Indra Devi’s yoga studio opened on Sunset Boulevard in Hollywood in 1948. That’s her in front in the second picture. She is the subject of a recent biography by Michelle Goldberg, The Goddess Pose.
Indra Devi led an extragavantly transnational life — as befits someone with a significant role in the creation and spread of a global yoga. Born Evgeniya Peterson in 1899 in Latvia to a Swedish father (a banker) and Russian mother (an aristocrat and performer), her family was stripped of its assets after the Russian Revolution. By 1921 she was performing in a Russian theatre troupe in Berlin and became a silent film actress in India under the name 'Indira Devi', with her most famous film produced in 1930: the arrival of sound curtailed her film career. After studying yoga with Krishnamacharya in Mysore in 1938, she taught yoga in Shanghai in a house belonging to Soong Mei-Ling/Madame Chiang Kai-Shek (Five classes a day in “Madame’s bedroom,” which was large enought to hold 25 people). After the Japanese invasion, still free because of her German papers, she taught yoga to the staff of the American consulate that had been interned in the Metropole Hotel. In 1948 she opened the yoga studio in Hollywood pictured above, one of the very first. At the age of 86 she moved to Argentina, teaching there as well. She died there in 2002.
When she approached Krishnamacharya to join his yoga school, he refused: “In my school there are no women, there are only men, and, among them, no foreigners.” So she went over his head to his employer, the Maharaja of Mysore, who insisted she be admitted. Ten years later she was in the US teaching largely, though not exclusively, to women; and publishing books: titles such as Forever Young, Forever Healthy and Yoga for Americans.

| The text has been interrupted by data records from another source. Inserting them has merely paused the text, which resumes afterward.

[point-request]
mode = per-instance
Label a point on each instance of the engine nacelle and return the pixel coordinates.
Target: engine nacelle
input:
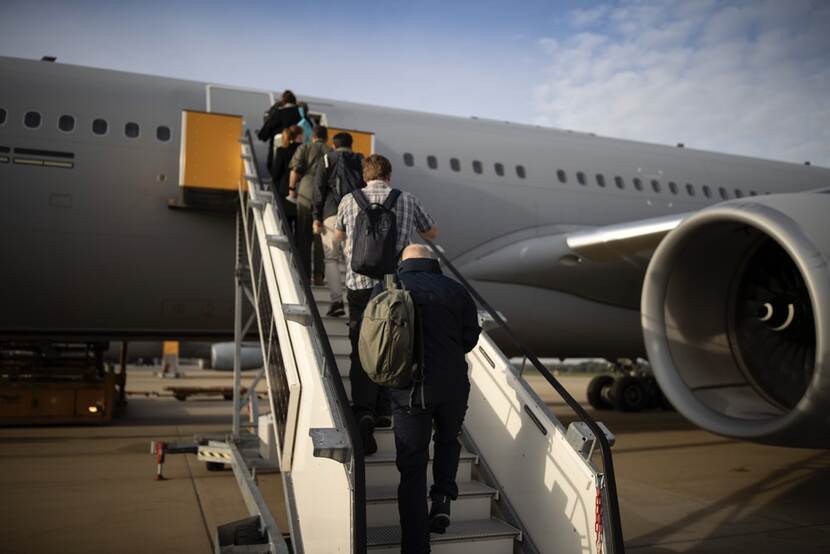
(736, 319)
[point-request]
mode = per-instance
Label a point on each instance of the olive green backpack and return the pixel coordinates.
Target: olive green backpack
(386, 344)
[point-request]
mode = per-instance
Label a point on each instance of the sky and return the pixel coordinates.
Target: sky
(746, 77)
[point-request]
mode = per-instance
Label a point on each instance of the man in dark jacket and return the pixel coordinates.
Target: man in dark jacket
(281, 115)
(339, 174)
(450, 329)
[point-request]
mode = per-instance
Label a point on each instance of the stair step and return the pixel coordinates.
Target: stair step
(491, 536)
(473, 503)
(381, 469)
(340, 345)
(336, 327)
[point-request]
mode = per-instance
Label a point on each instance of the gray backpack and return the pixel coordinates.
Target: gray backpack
(386, 345)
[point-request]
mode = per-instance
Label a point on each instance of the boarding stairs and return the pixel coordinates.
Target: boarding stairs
(527, 483)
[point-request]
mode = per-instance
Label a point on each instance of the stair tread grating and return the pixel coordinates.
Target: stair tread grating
(456, 532)
(383, 493)
(389, 457)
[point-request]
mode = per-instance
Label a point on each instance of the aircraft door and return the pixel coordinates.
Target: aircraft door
(250, 104)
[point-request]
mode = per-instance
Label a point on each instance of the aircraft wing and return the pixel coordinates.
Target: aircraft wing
(623, 240)
(605, 264)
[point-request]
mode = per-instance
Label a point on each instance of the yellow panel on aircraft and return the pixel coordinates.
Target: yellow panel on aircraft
(362, 141)
(171, 348)
(210, 155)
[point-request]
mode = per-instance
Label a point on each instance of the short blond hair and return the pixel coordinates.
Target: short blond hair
(377, 167)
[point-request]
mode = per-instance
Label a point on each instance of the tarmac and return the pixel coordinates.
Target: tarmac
(92, 489)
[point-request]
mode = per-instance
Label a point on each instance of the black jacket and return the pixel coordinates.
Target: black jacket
(325, 201)
(276, 120)
(280, 170)
(449, 320)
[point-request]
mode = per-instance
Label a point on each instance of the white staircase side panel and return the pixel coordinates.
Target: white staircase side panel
(311, 478)
(549, 485)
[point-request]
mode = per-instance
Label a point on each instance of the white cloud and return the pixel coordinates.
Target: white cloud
(744, 77)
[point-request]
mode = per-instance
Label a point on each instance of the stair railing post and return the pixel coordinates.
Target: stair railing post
(237, 330)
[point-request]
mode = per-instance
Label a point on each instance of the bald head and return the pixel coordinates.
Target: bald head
(417, 251)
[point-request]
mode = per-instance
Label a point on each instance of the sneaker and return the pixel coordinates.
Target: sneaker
(366, 426)
(336, 310)
(439, 514)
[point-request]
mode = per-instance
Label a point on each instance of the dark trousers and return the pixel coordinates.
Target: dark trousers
(413, 426)
(307, 242)
(365, 392)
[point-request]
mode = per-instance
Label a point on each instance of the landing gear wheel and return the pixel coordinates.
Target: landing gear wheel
(596, 398)
(628, 394)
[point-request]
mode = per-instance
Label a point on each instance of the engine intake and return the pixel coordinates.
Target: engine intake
(736, 319)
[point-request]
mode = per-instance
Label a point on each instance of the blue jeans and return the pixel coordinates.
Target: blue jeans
(413, 427)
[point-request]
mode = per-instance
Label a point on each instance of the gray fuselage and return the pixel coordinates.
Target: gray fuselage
(93, 251)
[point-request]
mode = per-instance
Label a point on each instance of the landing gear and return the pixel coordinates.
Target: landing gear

Rank and celebrity play a large part in her story: she seems always to have access to the people who will propel her forward. Through the celebrity of many of her clients Yoga became really for the first time a non-esoteric phenomenon in the US and therefore beyond. For her first decades in the US the 1924 Immigration Act was still in force: no Indian teachers were able to come. Indra Devi’s trademark sari must have been one of the very few. The restrictions didn’t begin to ease until 1965, just in time for a rather different yogic influx into the US.
There is a link into Australia: in Shanghai she brought in another White Russian refugee, Mikhail Volin, to help teach classes. In 1950 he set up the Sydney Yoga Centre. He is the author of the 1964 Yoga at Home liftout in the Australian Woman’s Weekly where he can be seen on a tigerskin wearing a thong.